Edited 14 Years Ago by Kruptein because: n/a

vegaseat 1,735 DaniWeb's Hypocrite Team Colleague · Answer 4 · 2010-02-19T20:53:32+00:00

You could potentially do something like this ...

line = "10810 'AHANE 10' 110.00 1 0.00 0.00 1 1 1.0517 -4.091"

rawlist = line.split("'")
print rawlist  # test
number = rawlist.pop(0).strip()
name = rawlist.pop(0).strip()
numbers = rawlist.pop(0).strip()
mylist = [number, name]
for n in numbers.split():
    mylist.append(n)

print mylist

gridder 0 Newbie Poster · Answer 5 · 2010-02-22T20:31:37+00:00

Thanks for all your replies - I get the impression that there is no
terse one-line solution to this problem! The way I have it coded at the moment is as follows, which also deals with the case where there is no string within the data entry.

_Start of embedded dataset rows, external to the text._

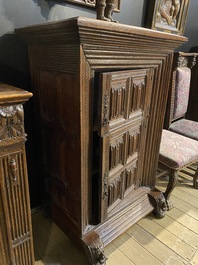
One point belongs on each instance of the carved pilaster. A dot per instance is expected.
(173, 178)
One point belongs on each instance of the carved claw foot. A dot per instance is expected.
(158, 201)
(169, 205)
(94, 249)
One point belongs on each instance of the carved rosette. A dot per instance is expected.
(11, 122)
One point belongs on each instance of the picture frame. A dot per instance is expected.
(168, 15)
(89, 3)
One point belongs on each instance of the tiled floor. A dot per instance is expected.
(171, 240)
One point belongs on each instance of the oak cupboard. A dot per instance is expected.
(100, 94)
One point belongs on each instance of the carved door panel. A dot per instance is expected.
(125, 99)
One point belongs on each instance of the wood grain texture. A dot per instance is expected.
(100, 93)
(16, 242)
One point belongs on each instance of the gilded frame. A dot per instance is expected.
(88, 3)
(168, 15)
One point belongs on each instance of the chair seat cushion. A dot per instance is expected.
(185, 127)
(177, 151)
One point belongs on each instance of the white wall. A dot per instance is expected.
(28, 12)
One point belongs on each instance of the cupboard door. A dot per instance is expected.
(124, 113)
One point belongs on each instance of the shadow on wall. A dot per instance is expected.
(14, 70)
(45, 7)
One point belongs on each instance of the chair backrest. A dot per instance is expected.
(179, 86)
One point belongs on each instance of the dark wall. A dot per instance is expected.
(14, 59)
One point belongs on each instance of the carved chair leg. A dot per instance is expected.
(173, 178)
(195, 179)
(94, 249)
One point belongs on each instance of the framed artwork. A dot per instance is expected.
(89, 3)
(168, 15)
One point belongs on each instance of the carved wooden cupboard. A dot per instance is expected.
(100, 93)
(16, 243)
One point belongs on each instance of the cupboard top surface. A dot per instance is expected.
(88, 29)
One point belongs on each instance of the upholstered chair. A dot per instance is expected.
(179, 143)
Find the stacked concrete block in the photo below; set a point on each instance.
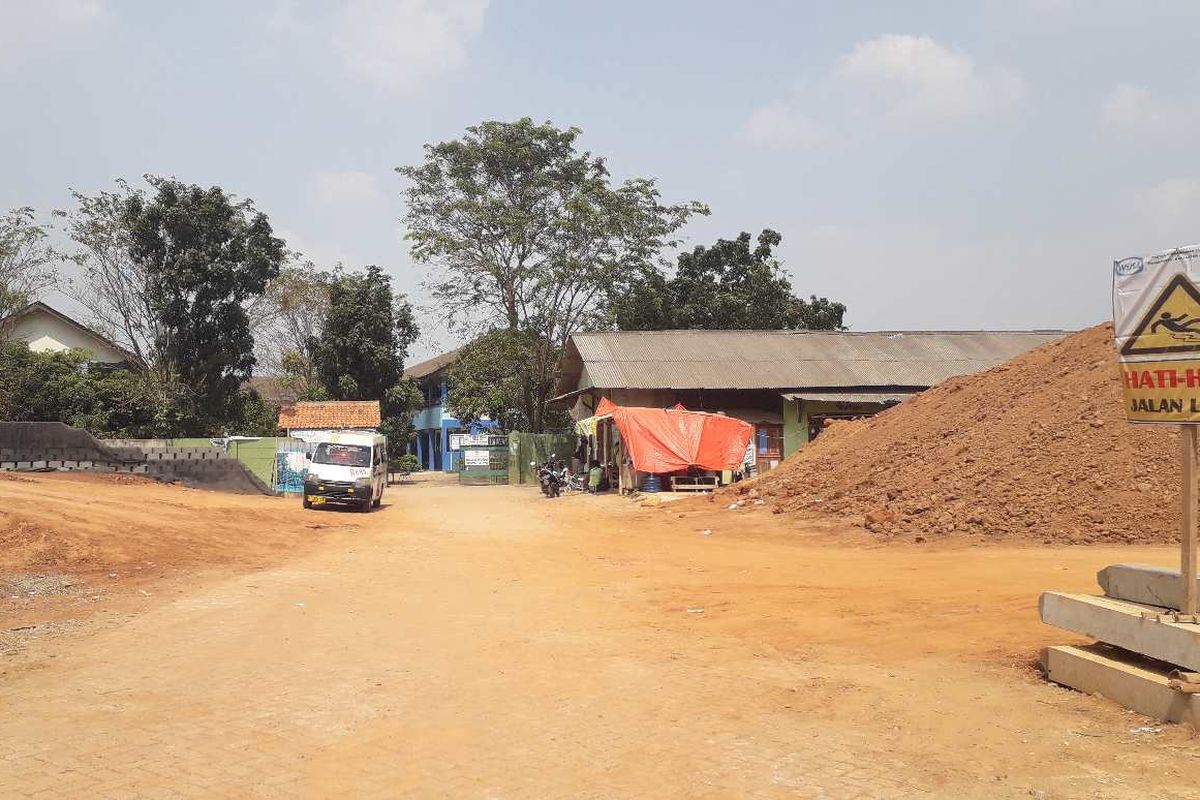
(1143, 642)
(55, 446)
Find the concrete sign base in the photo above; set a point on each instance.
(1134, 683)
(1152, 585)
(1121, 623)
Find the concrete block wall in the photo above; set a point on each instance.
(55, 446)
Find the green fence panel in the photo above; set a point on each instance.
(537, 447)
(258, 456)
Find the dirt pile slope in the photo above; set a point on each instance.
(1033, 449)
(83, 523)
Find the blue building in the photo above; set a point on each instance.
(433, 422)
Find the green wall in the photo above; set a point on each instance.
(796, 427)
(258, 456)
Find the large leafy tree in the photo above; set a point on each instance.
(59, 386)
(531, 235)
(363, 344)
(27, 259)
(730, 286)
(287, 323)
(490, 374)
(204, 256)
(119, 292)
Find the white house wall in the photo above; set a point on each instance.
(48, 334)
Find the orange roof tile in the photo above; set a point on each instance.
(330, 415)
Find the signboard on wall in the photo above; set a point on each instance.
(1156, 314)
(461, 440)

def split_strings_with_quotes(datastring):
    newstring = []
    left = ((datastring.strip()).split("'"))[0]
    right = ((datastring.strip()).split("'"))[2]
    middle = datastring.split("'")[1]
    leftelements = left.split()
    rightelements = right.split()
    for element in leftelements:
        newstring.append(element)
    
    newstring.append(middle)

    for element in rightelements:
        newstring.append(element)
    return newstring

def split_strings_no_quotes(datastring):
    newstring = []
    stringelements = (datastring.strip()).split()

    for element in stringelements:
        newstring.append(element)
    return newstring

def split_strings(datastring):
  
    if datastring.count("'") > 0:
        return(split_strings_with_quotes(datastring))
    else:
        return(split_strings_no_quotes(datastring))